Mais Aleph Alpha, justement, n’a pas réussi à développer un modèle de base qui peut rivaliser avec les grands du secteur comme OpenAI, Anthropic, Google ou Meta.
Pour ce faire, les volumes d’investissement sont trop différents, des montants de l’ordre d’un demi-milliard d’euros s’opposant à des milliards à deux chiffres dont les grands des États-Unis peuvent bénéficier. Mais cela ne veut pas dire que la stratégie qui consiste à se concentrer sur des plus petits modèles spécifiques est mauvaise. Au final, il s’agit aussi de monétiser de tels modèles, donc de rendre leur utilisation concrète. Et c’est une voie que nous empruntons, en Allemagne et en Europe, de manière plus conséquente qu’ailleurs, selon moi.
L’Europe est-elle aussi entravée par notre standard élevé en matière de régularisation ? Est-ce que l’Europe se met elle-même des obstacles avec son AI Act ?
Ce n’est pas mon avis. Ne pas réguler de manière responsable une technologie telle que l’IA, ce serait de la négligence. Les États-Unis vont aussi le réaliser sous peu, même si pour l’instant le pays se vante de laisser libre cours au développement. On voit pourtant là-bas partout des signaux d’alarme indiquant ce qu’on ne devrait pas faire, où se situent les dangers. L’objectif est de prévenir le risque de plaintes de consommateurs. Et cela ne devrait pas s’appliquer à l’IA, avec tous les risques qui découlent de cette technologie ? Cela a peu de sens. Nous ne devons pas nous laisser intimider par la manière de procéder des États-Unis. Le développement dans le domaine de l’IA est trop dynamique, rien ne dit que des modèles de base peu, voire pas du tout régulés, mèneront à de meilleurs résultats. Mais nous ne devons pas non plus sur-réguler.
L’IA est un bien culturel auquel chaque personne devrait avoir accès.
Des modèles d’IA régulés « made in Europe » peuvent-ils même devenir des modèles à succès ?

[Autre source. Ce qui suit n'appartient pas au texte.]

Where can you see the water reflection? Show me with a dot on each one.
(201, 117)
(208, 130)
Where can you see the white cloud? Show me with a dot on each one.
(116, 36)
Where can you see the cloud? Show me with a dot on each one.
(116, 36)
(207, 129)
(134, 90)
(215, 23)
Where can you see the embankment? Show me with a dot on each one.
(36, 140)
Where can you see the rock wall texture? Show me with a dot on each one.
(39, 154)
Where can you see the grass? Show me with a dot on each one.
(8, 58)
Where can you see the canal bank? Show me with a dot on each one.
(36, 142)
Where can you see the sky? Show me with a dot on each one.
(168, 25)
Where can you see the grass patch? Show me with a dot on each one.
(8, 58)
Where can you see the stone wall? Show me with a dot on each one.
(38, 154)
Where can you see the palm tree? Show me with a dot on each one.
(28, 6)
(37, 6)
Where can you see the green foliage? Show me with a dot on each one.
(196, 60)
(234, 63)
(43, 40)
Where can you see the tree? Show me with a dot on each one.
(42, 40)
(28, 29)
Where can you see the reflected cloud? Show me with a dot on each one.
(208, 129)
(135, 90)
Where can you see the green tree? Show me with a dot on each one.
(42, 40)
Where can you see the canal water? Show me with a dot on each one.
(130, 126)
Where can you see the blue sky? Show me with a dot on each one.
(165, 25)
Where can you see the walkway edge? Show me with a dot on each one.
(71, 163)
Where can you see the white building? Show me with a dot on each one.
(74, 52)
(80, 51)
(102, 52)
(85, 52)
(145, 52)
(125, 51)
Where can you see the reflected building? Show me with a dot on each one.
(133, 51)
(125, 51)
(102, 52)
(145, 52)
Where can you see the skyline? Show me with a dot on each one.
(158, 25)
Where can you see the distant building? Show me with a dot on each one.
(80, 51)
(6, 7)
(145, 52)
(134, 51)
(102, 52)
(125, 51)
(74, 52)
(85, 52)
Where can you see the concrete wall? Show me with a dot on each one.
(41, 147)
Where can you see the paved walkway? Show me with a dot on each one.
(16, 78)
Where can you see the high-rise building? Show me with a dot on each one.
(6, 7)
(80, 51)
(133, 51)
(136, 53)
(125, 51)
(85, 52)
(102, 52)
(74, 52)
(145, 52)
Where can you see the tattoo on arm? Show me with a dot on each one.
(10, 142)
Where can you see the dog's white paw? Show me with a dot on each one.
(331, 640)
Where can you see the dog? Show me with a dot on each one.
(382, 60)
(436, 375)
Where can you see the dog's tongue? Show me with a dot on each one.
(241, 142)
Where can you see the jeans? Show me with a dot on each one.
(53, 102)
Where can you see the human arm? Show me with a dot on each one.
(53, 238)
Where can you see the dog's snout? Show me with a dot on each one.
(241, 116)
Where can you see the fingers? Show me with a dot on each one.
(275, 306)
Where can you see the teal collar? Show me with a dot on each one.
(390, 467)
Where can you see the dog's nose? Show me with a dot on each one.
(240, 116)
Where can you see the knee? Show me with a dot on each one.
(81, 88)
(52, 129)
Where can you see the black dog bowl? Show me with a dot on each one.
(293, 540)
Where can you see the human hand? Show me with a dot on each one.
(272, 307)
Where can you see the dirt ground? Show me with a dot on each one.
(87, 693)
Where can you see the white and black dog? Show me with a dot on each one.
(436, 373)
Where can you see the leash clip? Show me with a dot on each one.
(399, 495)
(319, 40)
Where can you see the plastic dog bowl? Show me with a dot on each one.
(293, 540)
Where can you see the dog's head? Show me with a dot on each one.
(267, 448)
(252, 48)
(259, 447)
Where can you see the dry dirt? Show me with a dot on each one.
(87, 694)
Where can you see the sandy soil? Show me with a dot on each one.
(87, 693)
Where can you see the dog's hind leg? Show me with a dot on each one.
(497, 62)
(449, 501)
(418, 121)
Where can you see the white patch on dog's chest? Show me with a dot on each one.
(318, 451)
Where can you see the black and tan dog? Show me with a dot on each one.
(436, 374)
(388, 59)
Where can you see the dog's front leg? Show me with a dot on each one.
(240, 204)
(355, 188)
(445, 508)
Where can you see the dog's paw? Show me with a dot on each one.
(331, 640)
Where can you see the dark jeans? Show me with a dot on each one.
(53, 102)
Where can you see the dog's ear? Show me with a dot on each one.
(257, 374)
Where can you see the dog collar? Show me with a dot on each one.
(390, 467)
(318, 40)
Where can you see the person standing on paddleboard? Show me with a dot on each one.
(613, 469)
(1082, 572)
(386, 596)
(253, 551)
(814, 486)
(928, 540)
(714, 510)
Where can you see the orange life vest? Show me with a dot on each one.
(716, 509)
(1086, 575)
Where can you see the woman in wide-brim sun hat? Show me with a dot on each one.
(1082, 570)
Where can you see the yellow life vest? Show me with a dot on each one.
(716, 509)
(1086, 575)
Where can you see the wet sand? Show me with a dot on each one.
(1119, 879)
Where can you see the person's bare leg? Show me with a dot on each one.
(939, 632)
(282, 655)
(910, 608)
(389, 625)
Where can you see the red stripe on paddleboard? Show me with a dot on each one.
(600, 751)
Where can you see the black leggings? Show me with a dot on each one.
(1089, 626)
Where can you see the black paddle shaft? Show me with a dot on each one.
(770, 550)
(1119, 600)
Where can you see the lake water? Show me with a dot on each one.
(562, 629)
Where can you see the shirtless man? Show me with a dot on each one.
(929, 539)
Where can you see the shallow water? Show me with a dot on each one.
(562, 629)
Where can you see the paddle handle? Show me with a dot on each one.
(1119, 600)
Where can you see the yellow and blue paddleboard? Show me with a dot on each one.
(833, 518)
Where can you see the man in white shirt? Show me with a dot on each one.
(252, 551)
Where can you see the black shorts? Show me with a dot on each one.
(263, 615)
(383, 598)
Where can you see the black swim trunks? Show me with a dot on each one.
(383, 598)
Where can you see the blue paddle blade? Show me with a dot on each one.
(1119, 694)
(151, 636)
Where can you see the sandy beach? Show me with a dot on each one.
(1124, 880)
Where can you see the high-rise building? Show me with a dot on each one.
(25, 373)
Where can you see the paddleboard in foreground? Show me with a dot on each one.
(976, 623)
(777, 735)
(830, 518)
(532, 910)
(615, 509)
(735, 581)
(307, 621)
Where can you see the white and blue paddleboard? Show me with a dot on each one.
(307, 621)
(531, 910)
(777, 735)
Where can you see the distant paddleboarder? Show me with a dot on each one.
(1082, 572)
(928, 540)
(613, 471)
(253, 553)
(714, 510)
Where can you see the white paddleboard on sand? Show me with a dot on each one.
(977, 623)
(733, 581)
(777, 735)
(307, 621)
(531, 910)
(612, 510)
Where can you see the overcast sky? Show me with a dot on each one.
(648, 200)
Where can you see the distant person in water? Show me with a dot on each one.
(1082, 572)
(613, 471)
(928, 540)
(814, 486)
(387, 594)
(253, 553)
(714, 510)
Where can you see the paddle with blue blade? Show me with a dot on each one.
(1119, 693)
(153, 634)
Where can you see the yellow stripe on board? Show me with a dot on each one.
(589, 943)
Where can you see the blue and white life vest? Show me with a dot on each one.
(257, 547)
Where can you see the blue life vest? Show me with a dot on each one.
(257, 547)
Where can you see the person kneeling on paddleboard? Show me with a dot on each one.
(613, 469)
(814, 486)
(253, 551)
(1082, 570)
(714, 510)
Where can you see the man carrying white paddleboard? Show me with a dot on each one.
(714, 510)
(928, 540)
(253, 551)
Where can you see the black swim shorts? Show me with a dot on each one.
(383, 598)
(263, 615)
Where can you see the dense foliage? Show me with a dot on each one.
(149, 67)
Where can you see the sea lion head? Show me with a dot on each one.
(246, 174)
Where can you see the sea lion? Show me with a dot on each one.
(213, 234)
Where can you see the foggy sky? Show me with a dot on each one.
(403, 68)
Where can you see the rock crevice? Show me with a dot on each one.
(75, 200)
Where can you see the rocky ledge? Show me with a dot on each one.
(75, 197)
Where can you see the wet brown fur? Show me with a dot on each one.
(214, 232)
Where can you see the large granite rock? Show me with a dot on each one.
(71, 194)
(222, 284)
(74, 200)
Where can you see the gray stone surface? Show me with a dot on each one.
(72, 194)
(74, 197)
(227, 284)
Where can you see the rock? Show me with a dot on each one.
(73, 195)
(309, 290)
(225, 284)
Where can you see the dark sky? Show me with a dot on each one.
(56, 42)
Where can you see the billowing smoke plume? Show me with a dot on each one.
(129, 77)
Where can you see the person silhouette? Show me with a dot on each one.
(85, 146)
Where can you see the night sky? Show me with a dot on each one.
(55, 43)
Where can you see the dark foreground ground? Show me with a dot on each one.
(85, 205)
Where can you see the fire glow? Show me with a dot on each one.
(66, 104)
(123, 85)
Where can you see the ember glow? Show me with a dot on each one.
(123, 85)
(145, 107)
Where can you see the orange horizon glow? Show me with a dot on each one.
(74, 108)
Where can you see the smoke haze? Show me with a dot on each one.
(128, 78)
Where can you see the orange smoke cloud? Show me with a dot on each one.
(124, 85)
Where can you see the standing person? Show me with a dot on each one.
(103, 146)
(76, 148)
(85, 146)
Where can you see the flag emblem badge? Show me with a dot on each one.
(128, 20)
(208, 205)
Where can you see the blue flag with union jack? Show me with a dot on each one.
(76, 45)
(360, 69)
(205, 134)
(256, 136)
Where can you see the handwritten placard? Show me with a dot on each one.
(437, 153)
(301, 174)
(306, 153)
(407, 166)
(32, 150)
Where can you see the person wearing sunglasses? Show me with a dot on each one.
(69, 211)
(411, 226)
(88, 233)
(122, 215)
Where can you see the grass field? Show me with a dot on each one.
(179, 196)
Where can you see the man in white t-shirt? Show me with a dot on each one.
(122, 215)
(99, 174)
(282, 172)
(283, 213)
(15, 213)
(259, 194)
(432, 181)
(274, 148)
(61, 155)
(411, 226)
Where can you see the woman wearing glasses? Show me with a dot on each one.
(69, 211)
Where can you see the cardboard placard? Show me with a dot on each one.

Oui, absolument. Je suis fermement convaincu que le besoin en systèmes d’IA bien régulés et donc fiables va croître à l’avenir. Surtout si, dans les autres pays, l’IA est hissée au statut de quasi-religion dans laquelle, au fond, peu de personnes décident ce qu’il haut croire ou non, nous devons maintenir notre position en Europe. L’IA est un bien culturel auquel chaque personne devrait avoir accès. Nous n’avons pas besoin d’une religion de l’IA, nous avons besoin d’une explication de l’IA.
Kristian Kersting est professeur d’intelligence artificielle et l’apprentissage machine à la faculté d’informatique de l’Université technique de Darmstadt, co-fondateur du Centre de la Hesse pour l’intelligence artificielle (hessian.ai) et directeur du domaine de recherche Bases de l’IA systémique (SAINT) dans le Centre de recherche allemand sur l’intelligence artificielle (DFKI) à Darmstadt. Kersting est en plus primo-investisseur chez Aleph Alpha et directeur du laboratoire de collaboration financé par Aleph Alpha à l’Université technique de Darmstadt.